Fraksi Golkar: Perda Harus Jadi Alat Ketertiban dan Kesejahteraan

Suasana sidang paripurna di DPRD Klungkung Fraksi Golkar

KLUNGKUNG, InsertBali — Pemerintah Kabupaten Klungkung bersama DPRD Kabupaten Klungkung resmi menyepakati penetapan dua Peraturan Daerah (Perda) strategis. Kesepakatan ini diambil dalam Sidang Paripurna yang digelar di Ruang Sidang Sabha Nawa Natya pada Kamis (7/5/2026). Dua regulasi yang disahkan meliputi Perda tentang Penyelenggaraan Ketertiban Umum, Ketenteraman, dan Perlindungan Masyarakat serta Perda tentang Prasarana, Sarana, dan Utilitas Umum Perumahan dan Kawasan Permukiman.

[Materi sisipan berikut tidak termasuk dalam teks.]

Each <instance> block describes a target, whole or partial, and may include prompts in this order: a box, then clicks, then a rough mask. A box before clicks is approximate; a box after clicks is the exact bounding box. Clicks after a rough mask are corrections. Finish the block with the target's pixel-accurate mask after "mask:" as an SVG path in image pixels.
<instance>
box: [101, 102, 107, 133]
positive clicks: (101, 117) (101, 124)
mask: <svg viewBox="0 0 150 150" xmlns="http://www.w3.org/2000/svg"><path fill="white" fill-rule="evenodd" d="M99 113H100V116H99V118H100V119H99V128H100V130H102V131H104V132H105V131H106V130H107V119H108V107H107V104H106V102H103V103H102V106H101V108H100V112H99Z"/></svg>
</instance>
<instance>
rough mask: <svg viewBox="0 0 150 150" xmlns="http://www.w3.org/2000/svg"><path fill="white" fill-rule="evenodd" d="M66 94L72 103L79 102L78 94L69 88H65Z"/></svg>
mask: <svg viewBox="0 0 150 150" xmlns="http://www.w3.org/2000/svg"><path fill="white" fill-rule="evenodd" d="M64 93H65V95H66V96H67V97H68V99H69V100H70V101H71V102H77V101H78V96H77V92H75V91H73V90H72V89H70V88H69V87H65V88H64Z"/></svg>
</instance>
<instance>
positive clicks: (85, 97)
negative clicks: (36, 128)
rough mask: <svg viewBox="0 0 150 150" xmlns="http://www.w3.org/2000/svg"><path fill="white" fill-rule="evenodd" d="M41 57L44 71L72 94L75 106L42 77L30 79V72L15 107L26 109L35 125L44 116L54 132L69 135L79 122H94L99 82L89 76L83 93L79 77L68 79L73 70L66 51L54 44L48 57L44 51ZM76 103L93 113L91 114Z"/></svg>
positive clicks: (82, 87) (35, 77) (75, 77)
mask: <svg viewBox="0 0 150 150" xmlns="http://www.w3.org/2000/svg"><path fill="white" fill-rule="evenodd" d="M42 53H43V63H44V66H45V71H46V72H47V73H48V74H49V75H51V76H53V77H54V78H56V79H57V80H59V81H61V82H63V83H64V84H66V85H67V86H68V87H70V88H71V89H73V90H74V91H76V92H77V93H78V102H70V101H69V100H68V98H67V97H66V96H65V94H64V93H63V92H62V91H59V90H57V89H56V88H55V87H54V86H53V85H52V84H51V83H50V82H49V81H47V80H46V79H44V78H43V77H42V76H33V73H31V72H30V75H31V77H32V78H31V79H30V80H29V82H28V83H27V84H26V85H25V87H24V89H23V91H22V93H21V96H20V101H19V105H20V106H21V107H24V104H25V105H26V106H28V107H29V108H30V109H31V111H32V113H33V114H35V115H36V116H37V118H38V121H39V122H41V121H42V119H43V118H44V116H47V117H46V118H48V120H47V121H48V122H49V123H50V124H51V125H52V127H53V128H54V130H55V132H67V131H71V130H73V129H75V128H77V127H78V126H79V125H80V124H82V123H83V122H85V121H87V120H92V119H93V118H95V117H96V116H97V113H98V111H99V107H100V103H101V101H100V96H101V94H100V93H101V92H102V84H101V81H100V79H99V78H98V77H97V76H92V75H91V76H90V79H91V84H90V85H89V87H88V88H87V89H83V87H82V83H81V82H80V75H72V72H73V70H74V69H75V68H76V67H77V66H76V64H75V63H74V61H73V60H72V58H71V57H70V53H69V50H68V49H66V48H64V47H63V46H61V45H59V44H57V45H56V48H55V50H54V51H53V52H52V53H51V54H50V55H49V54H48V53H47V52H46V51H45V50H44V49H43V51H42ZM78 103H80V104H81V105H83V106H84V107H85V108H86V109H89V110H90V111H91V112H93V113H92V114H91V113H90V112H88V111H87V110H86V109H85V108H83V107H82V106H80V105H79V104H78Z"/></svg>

Sebelum pengesahan dilakukan, sidang diawali dengan penyampaian pendapat akhir masing-masing fraksi DPRD Klungkung. Salah satunya adalah Fraksi Partai Golkar yang dibacakan oleh I Nyoman Alit Sudiana. Dalam penyampaiannya, Fraksi Partai Golkar menegaskan bahwa dua Ranperda yang dibahas bukan sekadar produk hukum. Regulasi ini adalah arah peradaban lokal dalam menata ketertiban, pembangunan, dan masa depan ruang hidup masyarakat Klungkung.

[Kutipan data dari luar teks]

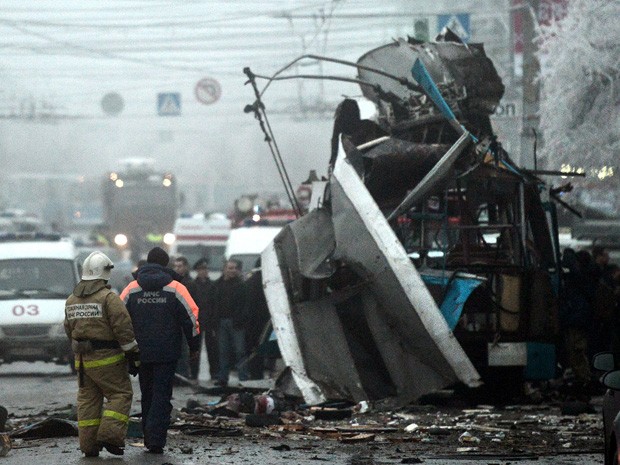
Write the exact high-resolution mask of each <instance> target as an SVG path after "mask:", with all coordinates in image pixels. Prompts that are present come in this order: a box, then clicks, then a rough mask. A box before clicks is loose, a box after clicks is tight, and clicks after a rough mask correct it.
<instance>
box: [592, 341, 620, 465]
mask: <svg viewBox="0 0 620 465" xmlns="http://www.w3.org/2000/svg"><path fill="white" fill-rule="evenodd" d="M593 365H594V368H595V369H597V370H599V371H602V372H603V373H604V374H603V376H602V377H601V378H600V379H601V383H602V384H603V386H605V387H606V388H607V392H606V393H605V396H604V397H603V434H604V435H605V465H618V463H619V462H618V456H619V452H618V447H619V442H618V439H619V437H618V435H619V433H620V413H619V412H620V370H618V369H616V367H617V365H616V363H615V360H614V355H613V354H612V353H611V352H601V353H599V354H596V355H595V356H594V360H593Z"/></svg>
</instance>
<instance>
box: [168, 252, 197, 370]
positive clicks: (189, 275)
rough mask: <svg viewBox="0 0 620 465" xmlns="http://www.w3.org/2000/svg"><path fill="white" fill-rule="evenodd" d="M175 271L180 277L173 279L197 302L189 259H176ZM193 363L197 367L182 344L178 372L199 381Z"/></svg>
mask: <svg viewBox="0 0 620 465" xmlns="http://www.w3.org/2000/svg"><path fill="white" fill-rule="evenodd" d="M173 269H174V271H175V272H176V273H177V274H178V276H173V277H174V278H175V279H176V280H177V281H179V282H180V283H181V284H183V285H184V286H185V287H186V288H187V290H188V291H189V295H191V296H192V299H194V301H196V286H195V285H194V281H193V280H192V278H191V276H190V275H189V262H188V261H187V258H185V257H184V256H182V255H181V256H179V257H176V258H175V259H174V264H173ZM198 308H199V309H200V306H198ZM192 363H193V364H194V365H196V363H195V362H190V360H189V351H188V348H187V344H183V342H181V358H179V362H178V363H177V370H176V372H177V373H178V374H179V375H181V376H183V377H185V378H188V379H194V380H195V379H198V371H196V372H195V373H194V372H193V371H192Z"/></svg>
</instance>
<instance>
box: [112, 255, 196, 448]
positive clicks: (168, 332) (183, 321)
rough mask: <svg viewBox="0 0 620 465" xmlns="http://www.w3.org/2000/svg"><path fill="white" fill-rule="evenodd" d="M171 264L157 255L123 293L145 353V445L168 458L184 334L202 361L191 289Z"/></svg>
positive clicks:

Fraksi Partai Golkar menegaskan bahwa ketertiban adalah cerminan hadirnya negara dalam menjamin rasa aman dan keadilan. Namun demikian, implementasi Perda dinilai masih menghadapi tantangan seperti keterbatasan SDM dan sarana prasarana. Karena itu, penguatan Satuan Polisi Pamong Praja (Satpol PP) dinilai menjadi sebuah keharusan. Hal ini mencakup aspek kuantitas personel, kualitas SDM, hingga dukungan operasional yang memadai.

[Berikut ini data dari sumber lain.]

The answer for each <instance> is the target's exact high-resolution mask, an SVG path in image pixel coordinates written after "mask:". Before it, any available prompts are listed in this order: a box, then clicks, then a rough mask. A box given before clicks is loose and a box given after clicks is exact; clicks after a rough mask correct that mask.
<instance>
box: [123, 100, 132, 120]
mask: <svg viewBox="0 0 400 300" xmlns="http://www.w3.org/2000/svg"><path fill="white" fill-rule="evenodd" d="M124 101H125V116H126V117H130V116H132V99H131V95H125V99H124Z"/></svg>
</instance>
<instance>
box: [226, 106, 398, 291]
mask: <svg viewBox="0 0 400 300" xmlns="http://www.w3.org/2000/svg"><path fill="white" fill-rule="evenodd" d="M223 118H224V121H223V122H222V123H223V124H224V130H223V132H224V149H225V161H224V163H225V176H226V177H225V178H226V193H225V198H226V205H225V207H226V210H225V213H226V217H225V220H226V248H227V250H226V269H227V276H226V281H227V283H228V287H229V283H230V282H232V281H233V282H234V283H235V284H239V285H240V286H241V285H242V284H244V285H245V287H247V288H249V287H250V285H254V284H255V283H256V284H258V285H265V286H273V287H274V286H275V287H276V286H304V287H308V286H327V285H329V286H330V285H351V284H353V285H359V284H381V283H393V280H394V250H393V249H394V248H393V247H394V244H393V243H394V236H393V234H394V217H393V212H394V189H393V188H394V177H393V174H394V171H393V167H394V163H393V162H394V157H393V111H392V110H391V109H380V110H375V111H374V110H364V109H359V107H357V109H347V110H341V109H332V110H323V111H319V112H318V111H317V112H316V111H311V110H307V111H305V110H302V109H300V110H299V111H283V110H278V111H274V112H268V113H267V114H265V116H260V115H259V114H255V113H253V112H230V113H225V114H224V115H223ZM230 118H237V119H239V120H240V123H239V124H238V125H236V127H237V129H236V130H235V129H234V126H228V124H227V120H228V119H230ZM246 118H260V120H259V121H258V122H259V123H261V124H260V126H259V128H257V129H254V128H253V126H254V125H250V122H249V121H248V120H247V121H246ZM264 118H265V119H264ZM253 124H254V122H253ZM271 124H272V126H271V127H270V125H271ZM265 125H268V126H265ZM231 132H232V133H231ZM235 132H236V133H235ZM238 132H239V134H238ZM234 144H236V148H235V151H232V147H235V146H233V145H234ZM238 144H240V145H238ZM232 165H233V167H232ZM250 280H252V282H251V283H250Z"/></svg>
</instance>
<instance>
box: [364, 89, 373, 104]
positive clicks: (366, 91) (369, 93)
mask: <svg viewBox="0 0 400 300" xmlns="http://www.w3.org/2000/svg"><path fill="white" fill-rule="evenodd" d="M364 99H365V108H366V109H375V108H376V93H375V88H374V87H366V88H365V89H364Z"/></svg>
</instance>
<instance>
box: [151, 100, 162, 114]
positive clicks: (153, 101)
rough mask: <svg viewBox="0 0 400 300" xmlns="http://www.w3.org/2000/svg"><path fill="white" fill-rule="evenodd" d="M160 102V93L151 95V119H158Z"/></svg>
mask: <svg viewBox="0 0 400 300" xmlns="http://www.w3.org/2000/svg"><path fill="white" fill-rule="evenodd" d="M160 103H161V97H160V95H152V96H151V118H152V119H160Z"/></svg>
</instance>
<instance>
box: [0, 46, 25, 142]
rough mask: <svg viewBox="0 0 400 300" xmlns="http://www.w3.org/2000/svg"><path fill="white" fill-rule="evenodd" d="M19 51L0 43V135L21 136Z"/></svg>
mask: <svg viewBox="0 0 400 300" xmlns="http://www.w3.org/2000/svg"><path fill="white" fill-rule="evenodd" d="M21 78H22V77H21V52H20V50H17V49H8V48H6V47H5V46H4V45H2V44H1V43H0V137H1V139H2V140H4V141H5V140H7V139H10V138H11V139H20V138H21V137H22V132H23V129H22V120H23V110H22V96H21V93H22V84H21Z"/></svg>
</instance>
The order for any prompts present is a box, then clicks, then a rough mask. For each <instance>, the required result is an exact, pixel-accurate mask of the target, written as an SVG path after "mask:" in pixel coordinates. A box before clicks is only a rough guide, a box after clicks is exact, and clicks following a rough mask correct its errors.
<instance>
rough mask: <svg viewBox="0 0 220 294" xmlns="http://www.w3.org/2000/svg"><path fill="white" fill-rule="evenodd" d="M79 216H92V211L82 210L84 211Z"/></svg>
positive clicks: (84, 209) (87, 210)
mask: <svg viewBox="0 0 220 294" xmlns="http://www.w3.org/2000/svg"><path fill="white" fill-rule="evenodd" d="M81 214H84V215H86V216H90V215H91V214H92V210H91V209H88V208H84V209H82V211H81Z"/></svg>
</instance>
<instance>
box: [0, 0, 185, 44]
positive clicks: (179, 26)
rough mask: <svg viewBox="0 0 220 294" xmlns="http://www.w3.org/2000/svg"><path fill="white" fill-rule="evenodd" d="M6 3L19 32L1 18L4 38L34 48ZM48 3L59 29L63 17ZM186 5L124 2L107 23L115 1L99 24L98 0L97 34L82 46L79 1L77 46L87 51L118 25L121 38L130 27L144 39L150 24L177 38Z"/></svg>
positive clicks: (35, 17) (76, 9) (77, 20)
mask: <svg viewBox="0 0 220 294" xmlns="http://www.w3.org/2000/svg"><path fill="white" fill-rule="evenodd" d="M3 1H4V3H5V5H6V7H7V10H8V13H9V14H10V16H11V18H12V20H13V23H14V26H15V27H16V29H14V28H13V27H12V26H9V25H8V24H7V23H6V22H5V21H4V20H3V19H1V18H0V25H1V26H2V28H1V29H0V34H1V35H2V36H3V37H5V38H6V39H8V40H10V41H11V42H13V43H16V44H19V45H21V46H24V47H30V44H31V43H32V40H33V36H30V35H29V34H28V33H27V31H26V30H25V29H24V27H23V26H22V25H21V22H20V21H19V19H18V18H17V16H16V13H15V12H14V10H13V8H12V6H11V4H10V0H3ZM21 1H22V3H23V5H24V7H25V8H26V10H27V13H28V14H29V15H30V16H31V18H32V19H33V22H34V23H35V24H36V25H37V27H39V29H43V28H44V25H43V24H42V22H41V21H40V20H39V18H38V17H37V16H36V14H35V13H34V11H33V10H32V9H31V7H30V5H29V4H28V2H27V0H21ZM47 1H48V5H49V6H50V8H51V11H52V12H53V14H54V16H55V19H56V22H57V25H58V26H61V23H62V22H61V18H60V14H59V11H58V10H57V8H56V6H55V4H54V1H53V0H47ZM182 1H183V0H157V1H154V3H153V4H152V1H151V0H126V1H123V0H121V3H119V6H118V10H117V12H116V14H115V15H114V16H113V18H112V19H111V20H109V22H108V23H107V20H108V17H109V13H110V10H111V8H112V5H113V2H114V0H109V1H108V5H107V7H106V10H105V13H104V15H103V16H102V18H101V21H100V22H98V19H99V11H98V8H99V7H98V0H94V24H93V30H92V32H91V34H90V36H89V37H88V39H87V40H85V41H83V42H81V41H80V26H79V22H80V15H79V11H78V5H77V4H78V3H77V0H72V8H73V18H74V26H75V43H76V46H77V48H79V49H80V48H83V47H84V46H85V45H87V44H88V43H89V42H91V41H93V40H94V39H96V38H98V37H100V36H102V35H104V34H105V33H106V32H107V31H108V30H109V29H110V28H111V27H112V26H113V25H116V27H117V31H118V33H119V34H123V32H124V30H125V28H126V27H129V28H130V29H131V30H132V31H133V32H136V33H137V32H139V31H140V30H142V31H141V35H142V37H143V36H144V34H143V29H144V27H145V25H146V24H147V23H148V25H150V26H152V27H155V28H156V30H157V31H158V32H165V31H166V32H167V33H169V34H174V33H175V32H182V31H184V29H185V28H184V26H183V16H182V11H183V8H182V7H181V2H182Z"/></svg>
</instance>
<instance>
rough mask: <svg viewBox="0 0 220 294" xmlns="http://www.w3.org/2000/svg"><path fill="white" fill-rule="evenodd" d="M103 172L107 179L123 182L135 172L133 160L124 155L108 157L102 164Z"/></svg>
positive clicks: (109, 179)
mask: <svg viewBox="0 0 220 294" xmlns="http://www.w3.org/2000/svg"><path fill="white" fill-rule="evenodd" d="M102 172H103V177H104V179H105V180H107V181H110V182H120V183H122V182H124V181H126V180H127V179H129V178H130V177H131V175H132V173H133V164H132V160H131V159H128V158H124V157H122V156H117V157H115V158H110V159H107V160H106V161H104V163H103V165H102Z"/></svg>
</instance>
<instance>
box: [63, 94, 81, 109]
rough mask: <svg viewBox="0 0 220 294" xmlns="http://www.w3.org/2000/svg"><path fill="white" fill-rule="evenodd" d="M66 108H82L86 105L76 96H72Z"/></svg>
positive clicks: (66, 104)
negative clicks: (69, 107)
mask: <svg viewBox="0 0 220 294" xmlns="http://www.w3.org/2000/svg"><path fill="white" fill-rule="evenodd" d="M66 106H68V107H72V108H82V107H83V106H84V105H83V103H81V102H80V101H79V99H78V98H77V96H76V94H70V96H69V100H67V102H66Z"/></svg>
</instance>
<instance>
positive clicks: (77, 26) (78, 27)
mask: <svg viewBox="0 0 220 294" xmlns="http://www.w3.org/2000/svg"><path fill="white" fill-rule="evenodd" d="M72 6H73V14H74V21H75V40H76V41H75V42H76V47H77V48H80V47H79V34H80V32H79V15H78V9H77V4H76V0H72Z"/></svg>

Pendekatan penegakan aturan juga diharapkan tidak lagi didominasi pola represif. Golkar mendorong langkah preventif, edukatif, dan partisipatif dengan melibatkan desa adat, pecalang, serta seluruh elemen sosial. Sinergi lintas lembaga yang optimal menjadi kunci agar rasa aman dan ketenteraman sosial masyarakat dapat benar-benar terjamin.

Pengawasan Pengembang dan Visi Pembangunan Terintegrasi

Terkait Perda perumahan, Fraksi Golkar menilai pertumbuhan pembangunan yang pesat harus diimbangi pengawasan tegas. Masih adanya pengembang yang belum patuh terhadap perizinan dan fasilitas umum dinilai sebagai pelanggaran serius terhadap ruang hidup masyarakat.

Oleh karena itu, pengawasan terhadap pengembang harus dilakukan secara konsisten dan tidak tebang pilih. Validasi data faktual di lapangan juga menjadi syarat penting guna menghindari konflik kepentingan dalam kebijakan tata ruang.

Fraksi Partai Golkar menegaskan pentingnya satu visi pembangunan yang terintegrasi di seluruh kecamatan. Kecamatan Klungkung diposisikan sebagai pusat jasa, Nusa Penida sebagai pariwisata unggulan, Banjarangkan sebagai kawasan pertanian, dan Dawan sebagai pusat perikanan serta konektivitas laut. Setelah mempertimbangkan seluruh hasil pembahasan, Fraksi Partai Golkar menyatakan menerima dan menyetujui kedua Ranperda tersebut untuk ditetapkan menjadi Perda.